I'm considering buying a pre-built duplex in Sydney that will be under Company Title (ie 1 half, 50% share). From what I've heard very few banks will lend to Company Titles. The few that do are asking 30% deposit, not the normal 20%. So my first concern is why do the majority of banks consider these titles such a bad risk that they wont lend to? I've also heard you may need permission from the other 50% shareholder if you want to rent out your half or even sell in the future. If that's true that sounds like a major hassle to me. What about making alterations/renovations (given DA approval) or putting a pool in etc? Would this require the other half to agree or can I just go ahead with these changes? What are the other pitfalls or traps associated with these titles or are they not such an issue once you secure the loan? Lastly, could I, in the future try to get the title changed to strata or Torrens or is that solely up to the local council?

Yes of course I will send the "share plan" off to a solicitor but even finding one that specialises in these contracts isn't easy I've heard. This will be my PPOR.

Any insight would be appreciated. Thanks all, have a great day.

Comments

  • +2

    The title of the property is Company title..
    Read this: http://www.realestate.com.au/advice/strata-title-company-tit…

  • +1

    There is no one answer with company titles - it all comes down to what is written in the constitution/rules/whatever. It can say almost anything, and certainly things such as needing approval for new owners, setting maximum LVR (or even no mortgages being allowed) and only allowing owner-occupiers are common. You need to have your solicitor review it and discuss it with them.

    Banks don't like them mainly because of the restrictions on sale/use, which limits the market for them and therefore the value.

    Some company titles can be converted to strata title, but you would want to speak with someone very experienced in doing so to discuss if that is what you want to do.

    • Thanks djkelly. Good advice.

  • +1

    Companies don't get the 50% CGT discount, you should see an accountant before you purchase any property in a company.

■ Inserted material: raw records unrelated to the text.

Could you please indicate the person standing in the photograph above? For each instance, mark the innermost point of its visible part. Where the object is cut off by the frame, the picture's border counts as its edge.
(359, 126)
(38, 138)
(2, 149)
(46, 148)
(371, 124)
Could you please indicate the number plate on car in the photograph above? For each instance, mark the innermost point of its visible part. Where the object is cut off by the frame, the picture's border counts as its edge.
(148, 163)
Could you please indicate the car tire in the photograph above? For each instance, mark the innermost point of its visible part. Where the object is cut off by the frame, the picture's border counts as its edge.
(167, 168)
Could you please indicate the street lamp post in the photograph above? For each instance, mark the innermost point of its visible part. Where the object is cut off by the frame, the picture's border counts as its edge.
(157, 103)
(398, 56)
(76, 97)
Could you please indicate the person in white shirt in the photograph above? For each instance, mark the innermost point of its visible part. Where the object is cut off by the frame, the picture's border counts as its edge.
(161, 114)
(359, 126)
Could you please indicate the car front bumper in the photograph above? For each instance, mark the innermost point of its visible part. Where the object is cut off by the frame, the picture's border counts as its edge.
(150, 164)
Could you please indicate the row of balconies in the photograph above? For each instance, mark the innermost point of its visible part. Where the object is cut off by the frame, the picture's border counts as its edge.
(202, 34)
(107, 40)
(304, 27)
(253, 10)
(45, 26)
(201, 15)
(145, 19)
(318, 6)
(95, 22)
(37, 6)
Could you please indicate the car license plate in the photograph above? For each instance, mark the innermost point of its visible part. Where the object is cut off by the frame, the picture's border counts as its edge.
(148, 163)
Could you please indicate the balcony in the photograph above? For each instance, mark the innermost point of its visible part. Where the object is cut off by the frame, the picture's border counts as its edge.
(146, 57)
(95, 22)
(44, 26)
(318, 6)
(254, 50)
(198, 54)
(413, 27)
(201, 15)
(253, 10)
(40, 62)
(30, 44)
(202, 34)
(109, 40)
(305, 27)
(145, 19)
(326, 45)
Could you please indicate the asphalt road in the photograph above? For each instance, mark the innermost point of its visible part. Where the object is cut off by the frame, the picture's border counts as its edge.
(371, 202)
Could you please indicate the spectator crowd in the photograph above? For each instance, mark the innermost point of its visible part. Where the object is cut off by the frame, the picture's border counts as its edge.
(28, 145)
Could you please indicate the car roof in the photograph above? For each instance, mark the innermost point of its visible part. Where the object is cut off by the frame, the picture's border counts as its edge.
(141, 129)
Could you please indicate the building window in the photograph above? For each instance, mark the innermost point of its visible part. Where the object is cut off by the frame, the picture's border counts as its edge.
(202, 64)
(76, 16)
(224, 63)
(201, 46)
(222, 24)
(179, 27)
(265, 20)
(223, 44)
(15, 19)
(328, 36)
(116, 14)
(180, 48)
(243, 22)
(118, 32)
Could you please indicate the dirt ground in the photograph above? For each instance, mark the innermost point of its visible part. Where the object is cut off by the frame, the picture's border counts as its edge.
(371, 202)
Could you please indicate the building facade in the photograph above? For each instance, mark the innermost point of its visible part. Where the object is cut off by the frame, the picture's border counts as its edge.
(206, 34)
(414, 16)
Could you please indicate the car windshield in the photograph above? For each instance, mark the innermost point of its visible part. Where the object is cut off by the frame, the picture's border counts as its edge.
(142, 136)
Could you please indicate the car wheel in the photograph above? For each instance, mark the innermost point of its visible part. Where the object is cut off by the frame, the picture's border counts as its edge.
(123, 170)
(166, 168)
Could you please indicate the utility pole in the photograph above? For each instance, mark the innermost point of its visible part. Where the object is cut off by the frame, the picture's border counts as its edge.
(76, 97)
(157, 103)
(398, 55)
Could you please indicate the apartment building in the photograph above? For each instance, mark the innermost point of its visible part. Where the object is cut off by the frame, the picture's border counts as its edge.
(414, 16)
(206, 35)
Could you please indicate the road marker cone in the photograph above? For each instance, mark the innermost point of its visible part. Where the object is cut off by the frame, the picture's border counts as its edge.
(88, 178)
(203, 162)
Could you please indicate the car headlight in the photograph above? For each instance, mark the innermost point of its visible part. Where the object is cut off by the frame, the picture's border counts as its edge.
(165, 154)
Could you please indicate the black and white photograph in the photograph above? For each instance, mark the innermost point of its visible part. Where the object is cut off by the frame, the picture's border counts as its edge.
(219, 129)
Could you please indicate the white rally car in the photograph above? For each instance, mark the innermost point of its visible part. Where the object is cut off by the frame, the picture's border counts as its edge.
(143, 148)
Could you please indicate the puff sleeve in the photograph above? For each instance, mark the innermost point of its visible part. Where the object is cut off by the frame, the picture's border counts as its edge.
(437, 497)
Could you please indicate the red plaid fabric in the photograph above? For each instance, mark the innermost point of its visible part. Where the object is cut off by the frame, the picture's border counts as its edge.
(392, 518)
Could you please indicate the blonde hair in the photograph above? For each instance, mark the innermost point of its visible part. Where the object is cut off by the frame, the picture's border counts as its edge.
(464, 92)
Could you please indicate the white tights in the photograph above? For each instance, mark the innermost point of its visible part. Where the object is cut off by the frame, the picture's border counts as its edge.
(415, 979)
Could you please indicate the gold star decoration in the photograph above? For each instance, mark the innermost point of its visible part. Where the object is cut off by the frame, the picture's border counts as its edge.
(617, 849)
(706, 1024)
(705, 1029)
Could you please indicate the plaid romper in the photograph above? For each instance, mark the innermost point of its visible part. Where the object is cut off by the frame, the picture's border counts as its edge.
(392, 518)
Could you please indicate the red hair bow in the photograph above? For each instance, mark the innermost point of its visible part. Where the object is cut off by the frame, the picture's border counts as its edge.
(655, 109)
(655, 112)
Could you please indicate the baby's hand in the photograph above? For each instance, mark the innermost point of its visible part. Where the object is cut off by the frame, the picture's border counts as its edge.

    • You mean if you sell before 12 months from purchase date you don't get a 50% discount on the profit made, hence you pay more CGT? What if you sell after 12 months?

      • +1

        Regardless of time, companies don't get the discount.

        https://www.ato.gov.au/General/Capital-gains-tax/Working-out…

        CGT discount method:

        For assets held for 12 months or more before the relevant CGT event.*

        Allows you to reduce your capital gain by:

        50% for individuals (including partners in partnerships) and trusts
        33 1/3% for complying super funds.
        

        Not available to companies.

        • Understood. Yet another important thing to consider. Thanks for the info.